Of course, there have been some strange sackings. That of Roy Keane by Ipswich town, for one. Not that he deserved to stay in office after such an abysmal run of defeats in the so called Championship, but to sack him just days before Ipswich were due to play a difficult cup tie at Stamford Bridge, against a Chelsea side itself in disarray, seemed a crass thing to do.

For many years, Ipswich were run by the Cobbold family, pillars of the establishment.

Chairman John Cobbold had infinite charm and generosity. With Alf Ramsey in charge, under Cobbold's chairmanship, Ipswich rose dramatically from the third division to league Champions.

The present Chairman, seldom seen but wholly influential, is the millionaire Marcus Evans. The contrast in styles with the Cobbolds is huge.

Near win

I could never make sense at all of West Ham's signing of Avram Grant, whose reign at Upton Park has largely been disastrous and, to my mind, predictably so.
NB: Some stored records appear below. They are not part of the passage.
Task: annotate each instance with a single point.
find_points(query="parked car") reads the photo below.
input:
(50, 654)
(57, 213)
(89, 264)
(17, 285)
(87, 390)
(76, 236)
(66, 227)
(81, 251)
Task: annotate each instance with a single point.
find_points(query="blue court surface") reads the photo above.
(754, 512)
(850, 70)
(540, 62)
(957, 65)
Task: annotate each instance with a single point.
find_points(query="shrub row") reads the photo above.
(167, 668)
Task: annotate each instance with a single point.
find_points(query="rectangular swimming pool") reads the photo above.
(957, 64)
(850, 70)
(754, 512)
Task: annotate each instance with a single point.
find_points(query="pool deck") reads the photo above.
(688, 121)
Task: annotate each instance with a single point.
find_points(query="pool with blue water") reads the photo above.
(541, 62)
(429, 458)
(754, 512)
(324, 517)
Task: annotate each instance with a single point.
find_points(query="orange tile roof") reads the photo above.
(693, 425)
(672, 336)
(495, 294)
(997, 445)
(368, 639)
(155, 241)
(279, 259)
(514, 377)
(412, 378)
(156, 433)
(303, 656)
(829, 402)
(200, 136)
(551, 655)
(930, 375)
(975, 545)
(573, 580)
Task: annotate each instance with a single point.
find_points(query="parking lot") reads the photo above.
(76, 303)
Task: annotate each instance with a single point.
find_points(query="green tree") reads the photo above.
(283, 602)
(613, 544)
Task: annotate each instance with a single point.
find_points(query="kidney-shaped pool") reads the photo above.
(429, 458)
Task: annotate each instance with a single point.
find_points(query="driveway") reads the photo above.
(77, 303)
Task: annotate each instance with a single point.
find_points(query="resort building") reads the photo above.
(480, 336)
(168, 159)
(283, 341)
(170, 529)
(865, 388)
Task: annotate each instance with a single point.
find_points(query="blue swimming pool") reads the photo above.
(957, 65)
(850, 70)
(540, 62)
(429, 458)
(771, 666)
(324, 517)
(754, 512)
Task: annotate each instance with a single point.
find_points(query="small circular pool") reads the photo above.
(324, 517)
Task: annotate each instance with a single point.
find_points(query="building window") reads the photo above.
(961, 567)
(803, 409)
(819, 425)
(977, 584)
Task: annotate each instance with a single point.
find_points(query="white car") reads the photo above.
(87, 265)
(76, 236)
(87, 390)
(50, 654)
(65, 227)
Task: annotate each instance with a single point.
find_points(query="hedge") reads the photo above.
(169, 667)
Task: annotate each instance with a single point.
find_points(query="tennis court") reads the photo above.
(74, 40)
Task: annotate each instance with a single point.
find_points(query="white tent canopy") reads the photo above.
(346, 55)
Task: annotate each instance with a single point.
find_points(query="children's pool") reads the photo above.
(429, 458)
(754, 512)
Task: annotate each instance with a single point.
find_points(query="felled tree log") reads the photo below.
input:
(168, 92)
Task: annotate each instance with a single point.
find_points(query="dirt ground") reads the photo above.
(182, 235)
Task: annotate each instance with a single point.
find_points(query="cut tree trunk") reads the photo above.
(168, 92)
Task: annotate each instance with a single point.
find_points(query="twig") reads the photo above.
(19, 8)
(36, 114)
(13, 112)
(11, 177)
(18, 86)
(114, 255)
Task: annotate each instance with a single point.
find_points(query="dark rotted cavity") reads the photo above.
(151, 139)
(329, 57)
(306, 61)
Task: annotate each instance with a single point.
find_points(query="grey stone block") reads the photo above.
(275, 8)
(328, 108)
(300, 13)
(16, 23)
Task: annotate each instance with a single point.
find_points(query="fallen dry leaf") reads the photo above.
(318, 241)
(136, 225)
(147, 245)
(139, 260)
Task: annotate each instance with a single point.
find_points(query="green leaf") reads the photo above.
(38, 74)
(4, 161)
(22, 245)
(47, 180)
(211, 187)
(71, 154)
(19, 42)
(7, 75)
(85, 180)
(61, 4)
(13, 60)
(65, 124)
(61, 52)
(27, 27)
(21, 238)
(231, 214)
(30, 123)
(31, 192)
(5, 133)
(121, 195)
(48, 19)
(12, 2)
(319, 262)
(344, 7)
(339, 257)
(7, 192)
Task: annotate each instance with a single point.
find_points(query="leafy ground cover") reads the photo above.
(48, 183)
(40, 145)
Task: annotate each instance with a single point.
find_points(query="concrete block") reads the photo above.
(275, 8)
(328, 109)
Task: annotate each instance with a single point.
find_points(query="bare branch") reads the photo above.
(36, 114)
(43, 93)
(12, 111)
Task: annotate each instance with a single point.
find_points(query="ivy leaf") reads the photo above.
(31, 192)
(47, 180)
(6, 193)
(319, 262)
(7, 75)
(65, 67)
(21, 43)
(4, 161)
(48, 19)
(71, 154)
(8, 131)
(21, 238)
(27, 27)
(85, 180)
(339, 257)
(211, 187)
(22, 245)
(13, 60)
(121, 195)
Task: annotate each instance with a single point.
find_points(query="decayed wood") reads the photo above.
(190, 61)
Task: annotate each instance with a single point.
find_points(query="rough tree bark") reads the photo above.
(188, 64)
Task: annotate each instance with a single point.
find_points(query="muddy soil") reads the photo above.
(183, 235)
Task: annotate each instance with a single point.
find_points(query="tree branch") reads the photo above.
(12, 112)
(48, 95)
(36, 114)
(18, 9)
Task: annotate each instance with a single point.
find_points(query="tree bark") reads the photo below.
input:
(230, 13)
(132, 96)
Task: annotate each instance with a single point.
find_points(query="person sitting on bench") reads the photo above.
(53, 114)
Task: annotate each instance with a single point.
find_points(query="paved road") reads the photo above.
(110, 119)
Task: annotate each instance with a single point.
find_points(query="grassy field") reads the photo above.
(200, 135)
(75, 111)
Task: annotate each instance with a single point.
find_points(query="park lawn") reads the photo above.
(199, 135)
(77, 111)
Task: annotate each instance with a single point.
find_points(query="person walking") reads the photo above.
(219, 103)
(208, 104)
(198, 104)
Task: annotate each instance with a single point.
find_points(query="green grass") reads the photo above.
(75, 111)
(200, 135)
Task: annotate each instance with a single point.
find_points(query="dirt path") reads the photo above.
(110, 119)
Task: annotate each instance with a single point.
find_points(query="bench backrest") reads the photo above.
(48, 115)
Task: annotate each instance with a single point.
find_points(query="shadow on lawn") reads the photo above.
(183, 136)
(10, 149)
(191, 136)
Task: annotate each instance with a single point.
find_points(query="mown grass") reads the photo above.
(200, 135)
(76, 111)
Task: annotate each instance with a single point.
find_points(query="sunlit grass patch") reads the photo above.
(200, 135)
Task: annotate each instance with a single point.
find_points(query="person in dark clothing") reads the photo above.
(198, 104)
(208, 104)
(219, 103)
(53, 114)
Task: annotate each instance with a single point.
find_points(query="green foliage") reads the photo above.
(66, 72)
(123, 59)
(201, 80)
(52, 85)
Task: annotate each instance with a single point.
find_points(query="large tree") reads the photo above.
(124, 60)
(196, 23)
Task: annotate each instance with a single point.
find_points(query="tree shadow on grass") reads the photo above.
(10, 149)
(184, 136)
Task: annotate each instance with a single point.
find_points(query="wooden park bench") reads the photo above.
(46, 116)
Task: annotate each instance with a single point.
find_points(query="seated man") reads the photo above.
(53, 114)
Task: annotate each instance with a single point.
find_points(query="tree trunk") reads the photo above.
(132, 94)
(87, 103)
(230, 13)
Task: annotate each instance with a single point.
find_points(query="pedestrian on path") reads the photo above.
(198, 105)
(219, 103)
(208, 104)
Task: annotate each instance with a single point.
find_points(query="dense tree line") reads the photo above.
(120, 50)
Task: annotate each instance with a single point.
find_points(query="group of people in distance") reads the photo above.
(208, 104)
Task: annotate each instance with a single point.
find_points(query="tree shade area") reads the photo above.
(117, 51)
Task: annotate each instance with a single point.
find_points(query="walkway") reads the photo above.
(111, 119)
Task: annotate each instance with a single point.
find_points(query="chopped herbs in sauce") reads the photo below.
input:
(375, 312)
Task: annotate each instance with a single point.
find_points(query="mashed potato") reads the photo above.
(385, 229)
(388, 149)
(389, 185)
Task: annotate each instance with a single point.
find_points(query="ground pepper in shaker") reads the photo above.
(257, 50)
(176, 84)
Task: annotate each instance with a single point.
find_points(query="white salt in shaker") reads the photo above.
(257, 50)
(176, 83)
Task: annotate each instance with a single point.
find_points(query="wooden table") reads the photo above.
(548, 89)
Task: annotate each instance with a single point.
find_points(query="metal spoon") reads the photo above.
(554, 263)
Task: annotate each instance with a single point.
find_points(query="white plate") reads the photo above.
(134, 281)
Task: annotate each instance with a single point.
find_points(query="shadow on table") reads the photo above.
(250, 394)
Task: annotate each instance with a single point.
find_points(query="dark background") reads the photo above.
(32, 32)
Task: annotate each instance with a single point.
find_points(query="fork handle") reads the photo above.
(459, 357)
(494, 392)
For what were his credentials?

True, under his aegis, Chelsea had reached a European Cup Final in Moscow, which they very nearly won, but Grant was simply maintaining the impetus imparted by ‘the special one', Jose Mourinho.

Grant did what he could with an all but bankrupt Portsmouth team: no one given their huge, points fine, could have saved them from relegation, but at Chelsea the tale was, though the club angrily denied it, that before a major European game, the players held a meeting without him.

Sharp contrast

A sharp contrast here with Liverpool's appointment of Roy Hodgson who, in my view, should never have taken the job. Hodgson, whom I've known liked and admired for many years, has till now had a remarkable managerial career. Those Scouse dimwits who have publicly derided his club record plainly know nothing of the way he inspired Sweden's Malmo Club in the European Cup.